No sabemos si el año 2062 será el año del cincuentenario de la demostración de que los neutrinos viajan más rápido que la luz contradiciendo uno de los principios fundamentales de la teoría de Einstein o si el 2022 lo van a dedicar para celebrar el X aniversario del desarrollo de la vacuna en contra de la infección del VIH o si Susanne Schultz, Christopher Opie y Quentin D. Atkinson van a ganar el premio Nobel de medicina en 2113, en medio de una gran polémica con buena partes de los científicos sociales, por demostrar en un estudio (publicado en la sección de cartas de Nature el 10 de noviembre del 2011) con 217 especies de primates que los genes son lo único verdaderamente determinante en nuestra conducta y que la influencia de la cultura es mucho menor que la que suponíamos.

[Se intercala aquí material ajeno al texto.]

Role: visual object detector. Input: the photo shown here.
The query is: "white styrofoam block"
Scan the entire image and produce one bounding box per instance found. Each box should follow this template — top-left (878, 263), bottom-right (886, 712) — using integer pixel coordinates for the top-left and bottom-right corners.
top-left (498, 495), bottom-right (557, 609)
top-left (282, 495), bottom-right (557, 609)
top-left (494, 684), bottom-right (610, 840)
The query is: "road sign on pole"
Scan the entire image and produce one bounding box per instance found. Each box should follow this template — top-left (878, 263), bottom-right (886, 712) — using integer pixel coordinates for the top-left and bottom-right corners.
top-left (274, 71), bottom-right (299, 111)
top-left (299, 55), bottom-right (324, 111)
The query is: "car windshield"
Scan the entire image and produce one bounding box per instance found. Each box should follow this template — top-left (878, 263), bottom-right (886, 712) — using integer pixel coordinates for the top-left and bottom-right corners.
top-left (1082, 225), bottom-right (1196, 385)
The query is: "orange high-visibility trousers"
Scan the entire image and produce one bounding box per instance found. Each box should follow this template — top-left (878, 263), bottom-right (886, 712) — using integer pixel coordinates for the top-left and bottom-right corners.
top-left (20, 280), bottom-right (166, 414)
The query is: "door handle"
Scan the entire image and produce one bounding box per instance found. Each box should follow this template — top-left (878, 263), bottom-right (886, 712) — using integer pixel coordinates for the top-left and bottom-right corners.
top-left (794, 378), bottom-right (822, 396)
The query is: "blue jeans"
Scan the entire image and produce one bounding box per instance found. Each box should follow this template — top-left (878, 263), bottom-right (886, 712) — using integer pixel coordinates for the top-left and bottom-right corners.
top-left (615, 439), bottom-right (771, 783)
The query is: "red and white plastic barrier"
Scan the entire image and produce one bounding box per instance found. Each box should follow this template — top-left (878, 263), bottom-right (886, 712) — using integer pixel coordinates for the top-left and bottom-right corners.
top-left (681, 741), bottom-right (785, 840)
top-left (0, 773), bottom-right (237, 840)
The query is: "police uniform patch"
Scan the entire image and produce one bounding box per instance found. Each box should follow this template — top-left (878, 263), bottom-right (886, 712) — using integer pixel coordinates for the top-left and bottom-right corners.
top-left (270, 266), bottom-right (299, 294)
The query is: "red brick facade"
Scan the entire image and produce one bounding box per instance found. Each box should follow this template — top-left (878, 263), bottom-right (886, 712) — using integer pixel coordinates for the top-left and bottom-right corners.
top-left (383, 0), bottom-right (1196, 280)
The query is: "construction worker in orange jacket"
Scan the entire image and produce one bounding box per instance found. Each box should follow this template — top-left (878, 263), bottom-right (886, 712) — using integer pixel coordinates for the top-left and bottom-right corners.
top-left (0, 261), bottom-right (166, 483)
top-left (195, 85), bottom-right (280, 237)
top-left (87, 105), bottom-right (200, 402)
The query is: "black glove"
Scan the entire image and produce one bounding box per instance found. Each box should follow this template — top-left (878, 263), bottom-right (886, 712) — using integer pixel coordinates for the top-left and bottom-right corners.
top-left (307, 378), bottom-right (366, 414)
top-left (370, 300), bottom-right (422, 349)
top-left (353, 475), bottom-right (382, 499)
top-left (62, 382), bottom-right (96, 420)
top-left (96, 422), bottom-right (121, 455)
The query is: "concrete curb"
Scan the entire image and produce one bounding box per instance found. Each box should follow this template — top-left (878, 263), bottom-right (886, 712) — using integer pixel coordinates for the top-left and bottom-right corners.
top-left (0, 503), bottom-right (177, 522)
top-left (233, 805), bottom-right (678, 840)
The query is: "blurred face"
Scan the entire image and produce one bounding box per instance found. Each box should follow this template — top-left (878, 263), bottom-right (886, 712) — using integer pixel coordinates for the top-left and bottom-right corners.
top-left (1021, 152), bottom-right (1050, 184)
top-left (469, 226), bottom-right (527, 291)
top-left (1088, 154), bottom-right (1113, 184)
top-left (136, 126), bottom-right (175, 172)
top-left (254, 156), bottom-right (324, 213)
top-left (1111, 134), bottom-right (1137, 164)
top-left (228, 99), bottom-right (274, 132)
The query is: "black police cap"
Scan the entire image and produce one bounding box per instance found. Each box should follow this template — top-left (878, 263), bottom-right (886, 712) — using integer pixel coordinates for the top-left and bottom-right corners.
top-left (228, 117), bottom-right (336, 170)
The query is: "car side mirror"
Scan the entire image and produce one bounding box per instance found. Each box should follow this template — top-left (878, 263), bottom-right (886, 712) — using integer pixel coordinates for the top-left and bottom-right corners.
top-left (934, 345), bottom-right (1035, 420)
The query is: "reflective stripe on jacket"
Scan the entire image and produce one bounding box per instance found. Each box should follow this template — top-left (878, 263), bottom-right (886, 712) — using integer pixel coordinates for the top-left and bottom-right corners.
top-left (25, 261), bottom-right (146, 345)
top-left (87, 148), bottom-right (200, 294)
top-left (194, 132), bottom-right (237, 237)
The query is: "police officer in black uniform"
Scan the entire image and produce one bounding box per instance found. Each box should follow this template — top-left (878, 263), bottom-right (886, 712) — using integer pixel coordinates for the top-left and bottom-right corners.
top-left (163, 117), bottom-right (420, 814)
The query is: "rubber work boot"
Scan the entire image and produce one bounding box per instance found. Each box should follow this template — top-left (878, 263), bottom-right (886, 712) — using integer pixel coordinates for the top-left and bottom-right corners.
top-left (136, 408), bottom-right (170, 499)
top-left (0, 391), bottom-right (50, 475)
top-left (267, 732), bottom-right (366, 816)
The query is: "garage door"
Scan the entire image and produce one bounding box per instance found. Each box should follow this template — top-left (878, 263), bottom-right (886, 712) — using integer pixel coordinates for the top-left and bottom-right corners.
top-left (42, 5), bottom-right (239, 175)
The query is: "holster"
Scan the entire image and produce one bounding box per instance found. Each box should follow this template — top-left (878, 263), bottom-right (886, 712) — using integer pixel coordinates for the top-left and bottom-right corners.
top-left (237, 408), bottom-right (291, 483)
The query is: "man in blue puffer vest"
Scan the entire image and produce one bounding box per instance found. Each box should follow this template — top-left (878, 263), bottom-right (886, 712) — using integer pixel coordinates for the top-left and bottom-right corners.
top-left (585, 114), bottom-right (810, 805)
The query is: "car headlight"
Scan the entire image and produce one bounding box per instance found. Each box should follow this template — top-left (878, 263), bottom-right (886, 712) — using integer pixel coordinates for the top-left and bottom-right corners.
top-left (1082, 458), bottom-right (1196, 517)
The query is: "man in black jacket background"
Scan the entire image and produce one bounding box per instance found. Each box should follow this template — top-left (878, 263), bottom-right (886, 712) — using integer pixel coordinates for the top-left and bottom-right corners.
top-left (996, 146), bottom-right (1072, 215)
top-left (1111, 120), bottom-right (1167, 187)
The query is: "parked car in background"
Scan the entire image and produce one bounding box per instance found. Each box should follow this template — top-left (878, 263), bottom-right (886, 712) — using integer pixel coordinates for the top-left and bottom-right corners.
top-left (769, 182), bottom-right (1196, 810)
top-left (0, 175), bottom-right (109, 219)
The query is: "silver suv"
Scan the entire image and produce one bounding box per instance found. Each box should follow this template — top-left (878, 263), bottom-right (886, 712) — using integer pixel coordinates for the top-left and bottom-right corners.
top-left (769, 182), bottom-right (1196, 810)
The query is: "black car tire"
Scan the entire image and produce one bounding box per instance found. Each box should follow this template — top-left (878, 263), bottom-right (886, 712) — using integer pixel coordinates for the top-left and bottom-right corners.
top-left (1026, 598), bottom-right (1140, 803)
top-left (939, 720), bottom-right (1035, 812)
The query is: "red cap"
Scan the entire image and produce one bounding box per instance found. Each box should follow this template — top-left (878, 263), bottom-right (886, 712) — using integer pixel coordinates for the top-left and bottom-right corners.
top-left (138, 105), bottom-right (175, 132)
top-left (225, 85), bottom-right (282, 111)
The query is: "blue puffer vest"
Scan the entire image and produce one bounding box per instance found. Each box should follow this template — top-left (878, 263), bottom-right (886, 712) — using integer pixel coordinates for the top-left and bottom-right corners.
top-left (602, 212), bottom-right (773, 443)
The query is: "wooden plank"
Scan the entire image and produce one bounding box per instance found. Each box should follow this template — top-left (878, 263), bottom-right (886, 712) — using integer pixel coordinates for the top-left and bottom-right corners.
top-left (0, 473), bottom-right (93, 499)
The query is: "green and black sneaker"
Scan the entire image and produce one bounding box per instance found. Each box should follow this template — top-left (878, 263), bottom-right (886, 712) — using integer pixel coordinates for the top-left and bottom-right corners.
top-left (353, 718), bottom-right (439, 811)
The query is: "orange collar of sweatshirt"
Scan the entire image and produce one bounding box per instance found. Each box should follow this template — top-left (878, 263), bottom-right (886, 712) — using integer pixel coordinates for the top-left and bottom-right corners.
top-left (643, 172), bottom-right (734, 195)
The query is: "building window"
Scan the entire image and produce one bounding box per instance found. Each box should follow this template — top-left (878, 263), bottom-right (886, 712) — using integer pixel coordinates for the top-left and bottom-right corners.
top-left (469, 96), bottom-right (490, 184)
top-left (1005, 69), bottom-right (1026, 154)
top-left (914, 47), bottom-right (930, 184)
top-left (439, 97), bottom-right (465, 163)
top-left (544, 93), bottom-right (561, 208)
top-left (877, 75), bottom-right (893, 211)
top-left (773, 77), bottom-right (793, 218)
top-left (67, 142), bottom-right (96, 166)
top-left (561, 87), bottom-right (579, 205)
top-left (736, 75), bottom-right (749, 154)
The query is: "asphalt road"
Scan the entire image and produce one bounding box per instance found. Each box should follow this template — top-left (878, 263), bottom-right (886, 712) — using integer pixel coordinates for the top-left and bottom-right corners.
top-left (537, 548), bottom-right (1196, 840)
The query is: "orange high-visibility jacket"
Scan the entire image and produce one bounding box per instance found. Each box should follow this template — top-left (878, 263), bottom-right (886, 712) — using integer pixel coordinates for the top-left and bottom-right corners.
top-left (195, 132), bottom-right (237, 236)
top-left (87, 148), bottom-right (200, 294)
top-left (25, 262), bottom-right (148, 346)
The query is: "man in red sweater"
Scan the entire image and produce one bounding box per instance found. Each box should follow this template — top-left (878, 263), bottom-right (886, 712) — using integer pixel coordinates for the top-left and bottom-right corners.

Es mucho lo que ignoramos. Tenemos una suerte de ilusión de que sabemos casi todo de la naturaleza como resultado de la multiplicación del conocimiento que se dio en el siglo XX, pero realmente es poco lo que los humanos sabemos con cierto nivel de certeza. Queda mucho por conocer de la naturaleza (incluyendo la humana y social); como escribiera John Maddox en Lo que queda por descubrir [Debate, 1999] todavía no somos capaces de imaginar los descubrimientos científicos más relevantes para los próximos años. Maddox hizo un recuento de la historia de la ciencia y concluyó que los científicos de finales del siglo XIX no pudieron prever el conocimiento que ahora es una realidad. Ninguna de las tres grandes revoluciones científicas del siglo pasado: la teoría de la relatividad de Einstein, la física cuántica de Bohr, Heisenberg et al. y la estructura del ADN por Watson y Crick fueron previstas por los especialistas unos años antes de que sucedieran. Sin embargo —reflexiona Maddox— lo más relevante no es los científicos no hubieran sido capaces de imaginar el futuro de sus disciplinas, sino las nuevas preguntas que generaron estas investigaciones relevantes.

En la actualidad hay decenas de miles de científicos que producen conocimiento las 24 horas del día y los 365 días del año. Las cifras pueden variar dependiendo los indicadores usados, pero en el Atlas of Science. Visualizing What We Know de Katy Börner [MIT Press, 2010] se consigna el dato de que existen más de un millón de journals (impresos y electrónicos) en el mundo. Aunque la cantidad de enigmas por resolver es casi infinita y la solución de cualquiera podría marcar los caminos para la ciencia en el futuro. Un par de ejemplos: el eventual descubrimiento de formas de vida en algún lugar fuera de la tierra podría cambiar radicalmente las teorías y concepciones sobre nuestro lugar en el universo y abriría la puerta a nuevas interrogantes; el desarrollo de un tratamiento eficaz para prevenir el cáncer, “el emperador de todos los males”, como lo llamó Siddhartha Mukherjee en su estupenda biografía de esta enfermedad [Taurus, 2011] podría llevar a cuestionarnos sobre buena parte de la práctica médica actual.

Las preguntas en la ciencia son permanentes. Quizá sea lo único que comparten todos los métodos racionales que buscan un conocimiento sistemático; ya sea la física, la antropología, la geología o la historia. Si queremos imaginar la ciencia del futuro hay que pensar en las preguntas que hoy se hacen los científicos para poder vislumbrar el futuro que viene.

Podrían ser más, pero recupero el texto publicado por la revista Scientific American [octubre de 2005] sobre los seis debates o preguntas de la ciencia de frontera en la actualidad.

Las preguntas en la ciencia son permanentes. Quizá sea lo único que comparten todos los métodos racionales que buscan un conocimiento sistemático; ya sea la física, la antropología, la geología o la historia. Si queremos imaginar la ciencia del futuro hay que pensar en las preguntas que hoy se hacen los científicos para poder vislumbrar el futuro que viene.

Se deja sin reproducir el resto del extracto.